Em sistemas de saúde mais eficientes, a marcação de uma consulta não é um problema e a marcação de consultas urgentes tem regras bem definidas e oleadas.
Nestes sistemas, a proximidade em relação a quem está dentro do processo de marcação de consultas não é grande vantagem, porque toda a gente é atendida em condições razoáveis e, provavelmente, existem mecanismos de reclamação e controlo em que as pessoas confiam e usam, quando lhes parece que alguma coisa corre mal.
Mas em sistemas em que marcar uma consulta pode ser um inferno, com prazos inaceitáveis, é da natureza humana que quase todos nós (o número de santos é muito pequeno no conjunto da humanidade), depois de esgotados os mecanismos normais sem resolver o problema que se considera urgente, procure soluções informais que garantam a consulta em prazos razoáveis, o que confere a quem marca as consultas um poder ilegítimo de beneficiar uns e prejudicar outros.
É o caldo de cultura destes sistemas que facilita os abusos e os grandes abusos.
Claro que é preciso averiguar o comportamento individual de cada uma das pessoas que participaram nos processos do Data Center ou das gémeas, avaliando se alguém tomou decisões ilegais ou que, sendo legais, são moralmente ilegítimas, mas o essencial do que nos devia preocupar não é isso, esse é o trabalho da polícia e dos tribunais, o que nos devia preocupar é a discussão das regras institucionais que limitem o poder de quem pode decidir.
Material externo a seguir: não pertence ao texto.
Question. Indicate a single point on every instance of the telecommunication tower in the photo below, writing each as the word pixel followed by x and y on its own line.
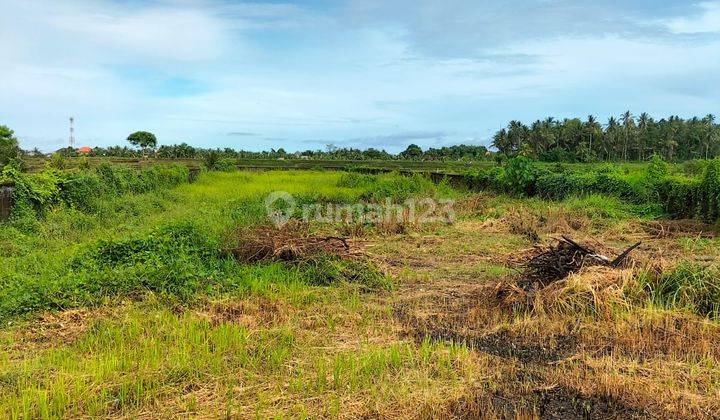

Por exemplo, no caso das gémeas, o que nos devia preocupar não são as razões que levam alguém a tentar ultrapassar as regras, essas existirão sempre, mas a cultura de respeitinho por um pedido de um presidente, um ministro, um secretário de estado, um administrador de uma empresa, um locutor de televisão, um futebolista ou simplesmente do primo da cunhada da nora da senhora dos bolos.
Dizer que não é uma chatice e, de maneira geral, bem mais difícil que dizer que alguma coisa se resolverá, portanto as regras devem ter como objectivo alargar as circunstâncias que nos permitem dizer que "há sempre alguém que resiste/ há sempre alguém que diz não".